W杯招致の失敗を、糧にしてとるべき策は。<Number Web> photograph by Shinsuke Ida

 11月18日午前1時過ぎ。日本ラグビー協会の会議室には、深夜というのに50人以上の報道陣が詰めかけていた。地上波全局とCS併せて8台のテレビカメラは、2011年W杯日本招致決定!の瞬間を捉えようと熱気を発していた。

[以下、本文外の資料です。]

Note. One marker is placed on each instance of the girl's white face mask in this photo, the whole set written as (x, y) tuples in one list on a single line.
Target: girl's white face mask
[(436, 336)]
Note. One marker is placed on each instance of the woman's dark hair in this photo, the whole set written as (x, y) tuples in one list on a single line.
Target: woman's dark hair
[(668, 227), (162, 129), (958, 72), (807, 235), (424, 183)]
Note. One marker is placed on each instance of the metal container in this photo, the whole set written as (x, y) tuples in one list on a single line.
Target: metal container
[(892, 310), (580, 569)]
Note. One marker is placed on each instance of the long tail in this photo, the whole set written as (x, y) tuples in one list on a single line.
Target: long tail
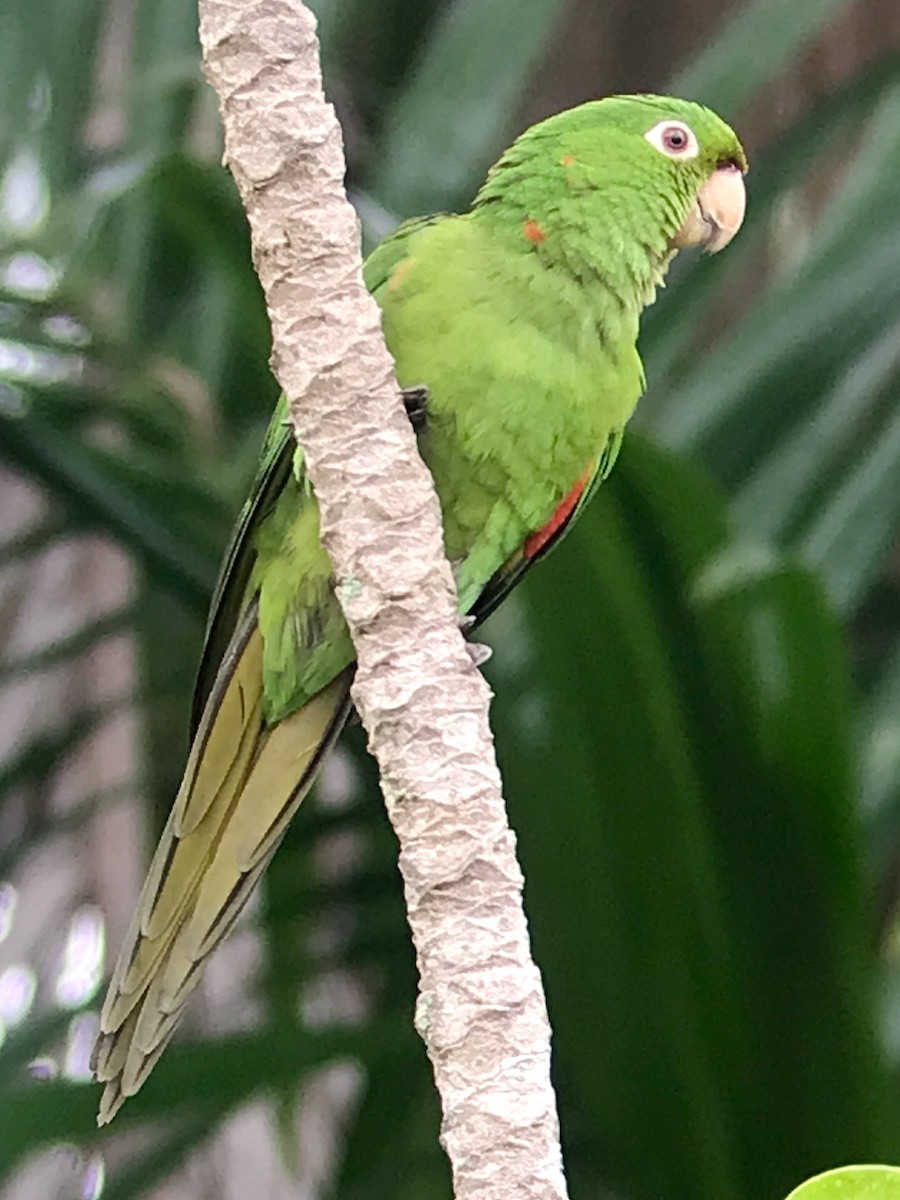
[(243, 785)]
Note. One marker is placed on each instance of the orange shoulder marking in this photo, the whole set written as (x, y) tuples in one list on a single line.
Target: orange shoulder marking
[(537, 541)]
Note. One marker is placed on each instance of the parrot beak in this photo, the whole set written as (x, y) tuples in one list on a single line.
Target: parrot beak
[(718, 213)]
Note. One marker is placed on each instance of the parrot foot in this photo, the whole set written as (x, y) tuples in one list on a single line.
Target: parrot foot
[(415, 401), (479, 653)]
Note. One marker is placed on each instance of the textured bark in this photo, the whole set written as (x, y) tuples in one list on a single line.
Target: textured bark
[(481, 1009)]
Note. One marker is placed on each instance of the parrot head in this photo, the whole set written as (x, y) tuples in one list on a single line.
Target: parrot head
[(658, 171)]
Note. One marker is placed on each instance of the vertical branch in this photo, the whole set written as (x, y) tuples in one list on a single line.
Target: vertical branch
[(481, 1009)]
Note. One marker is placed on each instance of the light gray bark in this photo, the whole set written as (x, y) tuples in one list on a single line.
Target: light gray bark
[(481, 1009)]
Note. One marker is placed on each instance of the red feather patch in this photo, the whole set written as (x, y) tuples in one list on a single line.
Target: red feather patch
[(535, 544)]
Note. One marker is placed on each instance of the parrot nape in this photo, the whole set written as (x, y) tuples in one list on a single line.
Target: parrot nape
[(515, 327)]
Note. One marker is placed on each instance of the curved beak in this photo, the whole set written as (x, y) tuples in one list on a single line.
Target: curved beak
[(718, 213)]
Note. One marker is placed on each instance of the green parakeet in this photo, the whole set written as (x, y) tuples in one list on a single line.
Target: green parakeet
[(519, 319)]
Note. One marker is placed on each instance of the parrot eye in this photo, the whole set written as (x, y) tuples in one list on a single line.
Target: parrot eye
[(673, 139)]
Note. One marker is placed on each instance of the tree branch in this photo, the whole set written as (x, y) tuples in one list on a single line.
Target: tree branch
[(481, 1009)]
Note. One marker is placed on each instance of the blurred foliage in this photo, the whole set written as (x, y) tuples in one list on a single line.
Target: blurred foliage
[(697, 699)]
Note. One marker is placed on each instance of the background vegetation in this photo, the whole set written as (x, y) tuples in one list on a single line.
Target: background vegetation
[(697, 700)]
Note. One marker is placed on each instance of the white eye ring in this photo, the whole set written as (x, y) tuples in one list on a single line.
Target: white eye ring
[(675, 139)]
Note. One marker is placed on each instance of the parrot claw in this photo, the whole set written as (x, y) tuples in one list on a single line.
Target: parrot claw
[(479, 653), (415, 401)]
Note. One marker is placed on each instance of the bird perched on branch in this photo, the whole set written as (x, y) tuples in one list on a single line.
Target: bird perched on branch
[(514, 329)]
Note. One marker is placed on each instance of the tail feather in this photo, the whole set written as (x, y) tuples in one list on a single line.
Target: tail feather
[(241, 787)]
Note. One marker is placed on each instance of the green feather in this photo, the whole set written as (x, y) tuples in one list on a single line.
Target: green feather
[(521, 319)]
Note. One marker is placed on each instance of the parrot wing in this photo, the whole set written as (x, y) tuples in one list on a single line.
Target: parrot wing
[(243, 784), (231, 589)]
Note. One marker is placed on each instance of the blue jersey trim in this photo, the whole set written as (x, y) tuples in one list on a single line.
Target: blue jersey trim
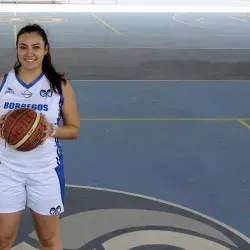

 だがW杯は日本にこなかった。象徴的だったのはその連絡だ。現地からの連絡を受ける電話機には小型マイクが装着されていた。翌朝の番組で、国際電話で届いた「決まりました!」の声を放送するため、テレビ各局のスタッフが協力し合って何時間も前から準備したものだった。

 1時47分。待ちかねたベルが鳴る。だが電話機を取った日比野招致委員長は、ボタンを押し間違えて電話を切ってしまった。1分後、今度は別の電話が鳴る。マイクの装着されていないその電話機を坂本広報委員長が日比野氏に渡し、日比野氏は「どうぞ」と報告を促す。テレビ局のスタッフたちが息をのんだ……。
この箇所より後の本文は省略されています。